J.S-R. : En même temps, quand vous prenez cet objet dont on pourrait dire qu'il est du quotidien, il semble beaucoup moins onirique que la réalité. Pourtant, cet assemblage de mats et de brillants donne matière à rêver !

Pour conclure, y a-t-il d'autres questions que vous auriez aimé entendre et que je ne vous ai pas posées ? Des thèmes que vous auriez aimé aborder et que je n'ai pas évoqués ?
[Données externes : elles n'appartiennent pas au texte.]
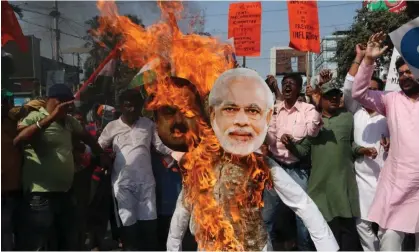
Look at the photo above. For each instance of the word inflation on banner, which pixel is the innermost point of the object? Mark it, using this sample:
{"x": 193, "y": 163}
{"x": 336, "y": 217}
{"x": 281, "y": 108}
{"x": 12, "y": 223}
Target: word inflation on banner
{"x": 304, "y": 26}
{"x": 392, "y": 83}
{"x": 244, "y": 25}
{"x": 406, "y": 41}
{"x": 385, "y": 5}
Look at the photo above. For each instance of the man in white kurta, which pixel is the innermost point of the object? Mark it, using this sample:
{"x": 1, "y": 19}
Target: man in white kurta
{"x": 369, "y": 126}
{"x": 290, "y": 193}
{"x": 131, "y": 137}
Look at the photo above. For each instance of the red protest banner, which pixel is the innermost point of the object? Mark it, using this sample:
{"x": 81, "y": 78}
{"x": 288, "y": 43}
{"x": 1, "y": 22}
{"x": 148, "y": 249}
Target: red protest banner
{"x": 304, "y": 26}
{"x": 244, "y": 25}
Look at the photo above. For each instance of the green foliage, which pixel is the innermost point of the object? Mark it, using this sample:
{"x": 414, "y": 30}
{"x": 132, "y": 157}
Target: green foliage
{"x": 101, "y": 47}
{"x": 366, "y": 23}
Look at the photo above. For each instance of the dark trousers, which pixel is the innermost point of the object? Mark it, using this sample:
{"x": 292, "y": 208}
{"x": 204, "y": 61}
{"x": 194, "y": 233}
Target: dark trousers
{"x": 9, "y": 209}
{"x": 188, "y": 243}
{"x": 344, "y": 230}
{"x": 142, "y": 236}
{"x": 45, "y": 214}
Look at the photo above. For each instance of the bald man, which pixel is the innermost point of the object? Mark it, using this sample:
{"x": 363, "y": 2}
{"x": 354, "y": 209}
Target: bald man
{"x": 240, "y": 105}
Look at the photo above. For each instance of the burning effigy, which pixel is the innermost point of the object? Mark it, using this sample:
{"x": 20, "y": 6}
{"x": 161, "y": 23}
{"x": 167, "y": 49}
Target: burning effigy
{"x": 222, "y": 190}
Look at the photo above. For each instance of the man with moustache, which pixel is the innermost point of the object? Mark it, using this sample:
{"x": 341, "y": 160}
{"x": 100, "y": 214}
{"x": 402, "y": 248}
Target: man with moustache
{"x": 131, "y": 137}
{"x": 240, "y": 106}
{"x": 332, "y": 184}
{"x": 174, "y": 125}
{"x": 297, "y": 120}
{"x": 396, "y": 204}
{"x": 369, "y": 129}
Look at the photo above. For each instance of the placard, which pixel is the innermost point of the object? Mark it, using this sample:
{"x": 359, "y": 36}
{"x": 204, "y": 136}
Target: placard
{"x": 244, "y": 25}
{"x": 304, "y": 26}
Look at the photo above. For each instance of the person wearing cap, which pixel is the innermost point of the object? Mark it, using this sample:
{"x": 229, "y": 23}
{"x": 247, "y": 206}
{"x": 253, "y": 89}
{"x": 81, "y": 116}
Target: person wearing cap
{"x": 291, "y": 119}
{"x": 48, "y": 171}
{"x": 332, "y": 184}
{"x": 395, "y": 207}
{"x": 371, "y": 130}
{"x": 131, "y": 137}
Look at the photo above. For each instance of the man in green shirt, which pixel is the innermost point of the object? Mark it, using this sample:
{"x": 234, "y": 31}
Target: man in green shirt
{"x": 48, "y": 171}
{"x": 332, "y": 184}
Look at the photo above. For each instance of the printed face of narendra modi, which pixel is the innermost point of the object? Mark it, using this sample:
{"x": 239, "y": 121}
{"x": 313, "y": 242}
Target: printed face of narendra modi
{"x": 241, "y": 107}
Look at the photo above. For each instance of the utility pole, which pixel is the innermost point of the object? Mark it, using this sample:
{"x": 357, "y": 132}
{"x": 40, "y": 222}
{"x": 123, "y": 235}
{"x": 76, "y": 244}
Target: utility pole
{"x": 56, "y": 16}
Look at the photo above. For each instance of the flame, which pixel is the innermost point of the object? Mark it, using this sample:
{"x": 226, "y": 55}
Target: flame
{"x": 199, "y": 59}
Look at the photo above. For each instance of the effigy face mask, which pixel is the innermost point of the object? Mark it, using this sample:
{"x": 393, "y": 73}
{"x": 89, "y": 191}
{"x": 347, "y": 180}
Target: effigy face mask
{"x": 240, "y": 114}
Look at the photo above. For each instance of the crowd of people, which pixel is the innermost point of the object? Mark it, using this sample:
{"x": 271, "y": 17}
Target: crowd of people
{"x": 343, "y": 164}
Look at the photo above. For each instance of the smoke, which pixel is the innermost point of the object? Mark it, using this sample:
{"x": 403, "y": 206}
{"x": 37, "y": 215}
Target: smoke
{"x": 74, "y": 15}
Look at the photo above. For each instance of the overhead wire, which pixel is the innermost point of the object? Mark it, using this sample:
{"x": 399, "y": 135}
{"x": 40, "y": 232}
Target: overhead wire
{"x": 65, "y": 33}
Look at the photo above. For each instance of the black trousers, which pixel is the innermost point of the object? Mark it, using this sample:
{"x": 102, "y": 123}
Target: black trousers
{"x": 344, "y": 230}
{"x": 142, "y": 236}
{"x": 188, "y": 243}
{"x": 46, "y": 214}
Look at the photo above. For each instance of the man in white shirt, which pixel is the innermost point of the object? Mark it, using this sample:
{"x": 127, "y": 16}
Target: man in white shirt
{"x": 131, "y": 137}
{"x": 240, "y": 105}
{"x": 369, "y": 127}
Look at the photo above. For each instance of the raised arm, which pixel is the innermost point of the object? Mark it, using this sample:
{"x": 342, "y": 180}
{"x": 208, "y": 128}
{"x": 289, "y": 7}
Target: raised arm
{"x": 271, "y": 137}
{"x": 350, "y": 104}
{"x": 294, "y": 197}
{"x": 178, "y": 225}
{"x": 371, "y": 99}
{"x": 313, "y": 121}
{"x": 157, "y": 143}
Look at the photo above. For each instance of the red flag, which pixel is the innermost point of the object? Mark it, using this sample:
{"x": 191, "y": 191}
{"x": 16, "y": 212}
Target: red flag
{"x": 303, "y": 21}
{"x": 103, "y": 69}
{"x": 10, "y": 28}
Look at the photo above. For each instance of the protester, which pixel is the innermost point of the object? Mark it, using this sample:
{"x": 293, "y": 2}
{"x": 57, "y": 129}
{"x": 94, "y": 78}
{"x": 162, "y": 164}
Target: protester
{"x": 241, "y": 105}
{"x": 273, "y": 86}
{"x": 291, "y": 119}
{"x": 369, "y": 130}
{"x": 131, "y": 137}
{"x": 396, "y": 203}
{"x": 48, "y": 171}
{"x": 332, "y": 182}
{"x": 177, "y": 128}
{"x": 10, "y": 173}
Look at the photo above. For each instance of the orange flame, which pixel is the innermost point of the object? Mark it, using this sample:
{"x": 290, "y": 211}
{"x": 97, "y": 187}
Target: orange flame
{"x": 201, "y": 60}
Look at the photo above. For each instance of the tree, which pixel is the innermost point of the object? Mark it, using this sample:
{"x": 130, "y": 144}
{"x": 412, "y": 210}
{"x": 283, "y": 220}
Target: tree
{"x": 100, "y": 48}
{"x": 366, "y": 23}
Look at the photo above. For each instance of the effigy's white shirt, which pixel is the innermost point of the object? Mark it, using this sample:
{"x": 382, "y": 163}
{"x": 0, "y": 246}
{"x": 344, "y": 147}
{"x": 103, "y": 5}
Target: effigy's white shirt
{"x": 290, "y": 193}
F.H. : Mon travail implique que chacun est capable d'exprimer des émotions, à travers des supports différents. Moi, j'ai choisi ce support à partir de la photo et des tableaux que je réalise. Mais il faut que chacun sente qu'il est capable de créer, de s'exprimer de différentes façons !

Pourquoi ai-je choisi ce support ? Parce que j'ai toujours fait de la photo. Avant je faisais des collages papiers. J'ai toujours eu envie d'associer, de faire des liens. De relier des choses qui me plaisent et d'en sortir une autre image. Une autre perspective sur l'avenir. Cela nous projette sur un autre ailleurs. Sur un autre monde. Comme ce tableau que nous n'avons pas commenté, avec les hublots, qui est Andernos dans le bassin d'Arcachon. J'ai retourné la lunette qui est une lunette d'approche pour les paysages. C'est une autre projection du monde que je vois. Ma perception du monde. J'invite donc les autres à comprendre qu'ils ont leur perception, et à la traduire par un mode d'expression qui leur est propre.

 

J.S-R. : Comment vous définissez-vous , Etes-vous peintre/photographe ? Photographe/peintre ?

F.H. : Non, je suis photographiste !

 

ENTRETIEN REALISE DANS LA SALLE DES FETES DE SAINT-PAUL LE JEUNE, AU COURS DU FESTIVAL BANN'ART, LE 11 MAI 2013.